Geochemical analysis of fin rays to determine the natal origins of Pacific salmon (Oncorhynchus spp.) listed under the Endangered Species Act (ESA) may have similar application because unbiased and precise estimates of abundance for these populations are often lacking (Rawding et al., 2014) The Wenatchee River in central Washington, for example, supports one of the three remaining populations of spring Chinook Salmon (Oncorhynchus tshawytscha) in the upper Columbia River listed under the ESA in 1999. Major spawning aggregations are found in the upper basin in the White River, Chiwawa River and Nason Creek tributaries (Upper Columbia Salmon Recovery Board, 2007, Murdoch et al., 2006, Murdoch et al., 2010), and although evidence indicates the historic population structure was probably altered by dam construction, some genetic distinction either persisted or developed among the tributaries subsequent to this activity (Utter et al., 1995, McClure et al., 2008). Recent (2006–2011) estimates of juvenile emigrants have ranged from N = 5879 ± 2667 (mean ± SD) for the White River to N = 97,680 ± 20,790 for the Chiwawa River (Hillman et al., 2014, Ishida et al., 2014). These estimates have been based on mark–recapture sampling of PIT tagged fish captured in rotary screw traps within the tributaries as they migrate downstream from late summer (i.e., sub-yearling fry and parr) to spring (i.e., yearling smolt). Flow conditions, however, differ widely between these time periods (Murdoch et al., 2006, Murdoch et al., 2010, Ishida et al., 2014), which has a highly variable effect on trap efficiency and tagging patterns, and thus the accuracy and precision of the abundance estimates (personal communication, P. Graf, Grant County Public Utility District). Resource managers have attempted to improve these estimates by trapping downstream migrants in the mainstem of the Wenatchee River to remove tributary dependent effects on trap efficiency, and by genotyping juvenile salmon from each tributary using microsatellite and single nucleotide polymorphisms. However, the utility of these genetic markers for determining stream origin has yet to be established.
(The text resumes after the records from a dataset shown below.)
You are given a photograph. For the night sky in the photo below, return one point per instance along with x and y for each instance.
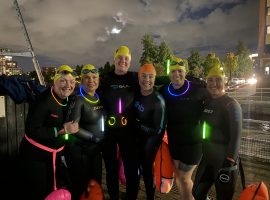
(88, 31)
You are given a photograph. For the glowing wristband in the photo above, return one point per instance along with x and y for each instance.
(55, 132)
(230, 159)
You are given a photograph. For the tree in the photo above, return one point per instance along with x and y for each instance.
(195, 63)
(164, 53)
(210, 61)
(230, 64)
(150, 51)
(245, 66)
(107, 68)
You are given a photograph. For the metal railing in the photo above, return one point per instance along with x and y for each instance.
(253, 94)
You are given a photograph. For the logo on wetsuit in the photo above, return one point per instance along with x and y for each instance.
(139, 106)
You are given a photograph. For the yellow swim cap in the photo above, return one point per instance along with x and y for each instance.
(216, 71)
(63, 70)
(147, 68)
(88, 68)
(123, 51)
(177, 63)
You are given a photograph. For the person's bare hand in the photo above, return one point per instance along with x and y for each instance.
(71, 127)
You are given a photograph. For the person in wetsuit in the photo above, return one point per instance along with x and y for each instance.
(149, 124)
(184, 105)
(221, 131)
(45, 130)
(83, 152)
(117, 90)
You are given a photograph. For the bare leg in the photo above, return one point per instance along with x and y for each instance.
(183, 174)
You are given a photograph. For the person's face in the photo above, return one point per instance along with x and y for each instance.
(64, 86)
(90, 82)
(147, 81)
(177, 76)
(122, 64)
(215, 86)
As an alternative, we examined the potential of using geochemical signatures in the fin rays of juvenile spring Chinook Salmon as a nonlethal method to identify their natal tributaries. The objectives of the study were to determine (1) if water chemistry varied sufficiently among streams to produce distinguishing elemental or isotopic markers in the fin rays of juvenile salmon and (2) whether the markers remained stable across years to permit stream assignment from an established baseline rather than developing cohort specific signatures.